Demokrasiler kolay kurulmadı,
oluk oluk kan aktı.
Yaşlı kıtaya, Avrupa'ya bakın.
Birinci Dünya Savaşı,
İkinci Dünya Savaşı...
İç savaşlar,
soykırımlar,
ihtilaller...
Yaşanan korkunç acıların sonunda,
Avrupa siyasetinin akil insanları,
büyük devlet adamları
ortak bir demokrasi çatısı altında buluştular.
Ve bu büyük "uzlaşma"dan,
tarihin belki de en büyük barış projesi,
Avrupa Birliği doğdu.
Almanya, İtalya, İspanya, Portekiz
büyük uzlaşmalar, ittifaklar sayesinde
demokrasi yolculuğuna koyuldular.
Biz de büyük acılar yaşadık
demokrasi yolunda...
Ama "birinci sınıf demokrasi"yi
ne yazık ki hiç yakalayamadık.
Tank sesleriyle gelen
askeri darbeler artık bitti derken,
bu sefer Erdoğan'ın sandıktan çıkan
"sivil darbesi"yle tek adam rejimi
Türkiye'nin başına bela oldu.
14 Mayıs ve 28 Mayıs'ta
Erdoğan diktası elimizden
küçük bir farkla kaçtı.
Ancak, sakın karamsarlığa kapılmayın.
Filmin sonu değil bu,
yeni bir başlangıçtır.
Bu topraklarda
demokrasi ve özgürlük mücadelesi
hiç durmayacak.
Cumhuriyet tam 100 yıl önce kuruldu.
Atatürk ve dava arkadaşları
laik cumhuriyeti kurarken,
hedef olarak Batı'yı, "Batı demokrasisi”ni gösterdiler.
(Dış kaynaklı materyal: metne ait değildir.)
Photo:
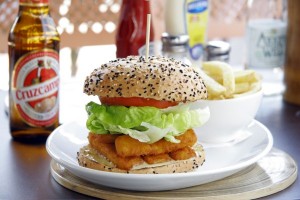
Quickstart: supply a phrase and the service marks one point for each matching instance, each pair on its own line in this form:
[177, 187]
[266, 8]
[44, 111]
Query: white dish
[222, 160]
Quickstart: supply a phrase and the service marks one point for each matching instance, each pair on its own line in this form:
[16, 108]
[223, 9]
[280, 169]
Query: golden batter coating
[127, 146]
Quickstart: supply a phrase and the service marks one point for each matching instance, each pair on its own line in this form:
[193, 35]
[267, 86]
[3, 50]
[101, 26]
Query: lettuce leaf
[146, 124]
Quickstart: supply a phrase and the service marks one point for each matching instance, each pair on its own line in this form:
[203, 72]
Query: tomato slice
[136, 101]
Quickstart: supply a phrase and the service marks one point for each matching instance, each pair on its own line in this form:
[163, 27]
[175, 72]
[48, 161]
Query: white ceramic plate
[222, 160]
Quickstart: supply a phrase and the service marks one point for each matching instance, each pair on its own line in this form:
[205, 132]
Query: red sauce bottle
[131, 32]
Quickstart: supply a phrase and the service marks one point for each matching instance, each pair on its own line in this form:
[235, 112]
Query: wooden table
[25, 170]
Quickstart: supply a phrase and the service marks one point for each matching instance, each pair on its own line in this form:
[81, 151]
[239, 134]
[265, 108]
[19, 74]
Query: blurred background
[88, 32]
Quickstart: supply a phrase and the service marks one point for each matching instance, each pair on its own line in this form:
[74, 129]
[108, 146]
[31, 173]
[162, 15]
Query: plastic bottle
[131, 32]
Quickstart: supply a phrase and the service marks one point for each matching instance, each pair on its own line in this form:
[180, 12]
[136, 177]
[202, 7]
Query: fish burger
[144, 123]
Cumhuriyet'in ilk yüzyılında
"demokratik cumhuriyet"i
ne yazık ki kuramadık,
birinci sınıf demokrasimiz olmadı.
Cumhuriyet'in ikinci yüzyılında
bu tarihi görev önümüzde
durmaya devam ediyor.
Tayyip Erdoğan ve
onun Saray iktidarı,
bu görevin tamamlanmasını
engelleyemeyecektir.
1923'te kurulan Cumhuriyet'i
tersine çeviremeyecek,
ondan intikam alamayacaktır.
Bu ülkeyi Ortaçağ karanlığına,
"Taliban düzeni"ne çekemeyecektir.
Bu böyle biline...
Erdoğan ve onun Tek Adam Rejimi
Türkiye'ye büyük kötülükler yaptı.
Ülkeyi krizler ülkesi
hâline getirdi.
Yoksulluk ve işsizliği derinleştirdi.
Enflasyon ve hayat pahalılığı ile
halkın belini büktü.
Yolsuzluk, rüşvet ve mafya düzeniyle
Türkiye'de çürümüşlüğü yaygınlaştırdı.
Hapishaneleri ağzına kadar doldurdu.
Özgürlüğü yok etti.
Hukukun üstünlüğünü yok etti.
Yargı bağımsızlığını yok etti.
Adaleti yok etti.
Demokrasinin omurgası olan
güçler ayrılığını,
bağımsız kurumları yok etti.
Medya özgürlüğünü yok etti.
Türkiye bunlara layık değildir.
Bu ülke Erdoğanlar'a kalmayacak.
Merak etmeyin.
Bu ülkede demokrasi ve özgürlük
bayrakları dalgalanmaya devam edecek.
Tayyip Erdoğan 14 Mayıs ve 28 Mayıs'ta
küçük bir farkla kaçtı elimizden.
Bu bir yenilgi değildir,
yeni bir başlangıçtır.
Bu noktaya nasıl geldiğimizi
hiç aklınızdan çıkarmayın.
Bizi bu noktaya getiren
"büyük uzlaşma" devam etmelidir.
Millet İttifakı'nı kuranlar,
Emek ve Özgürlük İttifakı'nı kuranlar,
Türkler ve Kürtler
ellerini yine birbirlerine uzatsınlar.
Özeleştiri mekanizmalarını çalıştırsınlar.
Diyaloglar örsünler.
Ve uzlaşma yollarında kararlılıkla yürüsünler.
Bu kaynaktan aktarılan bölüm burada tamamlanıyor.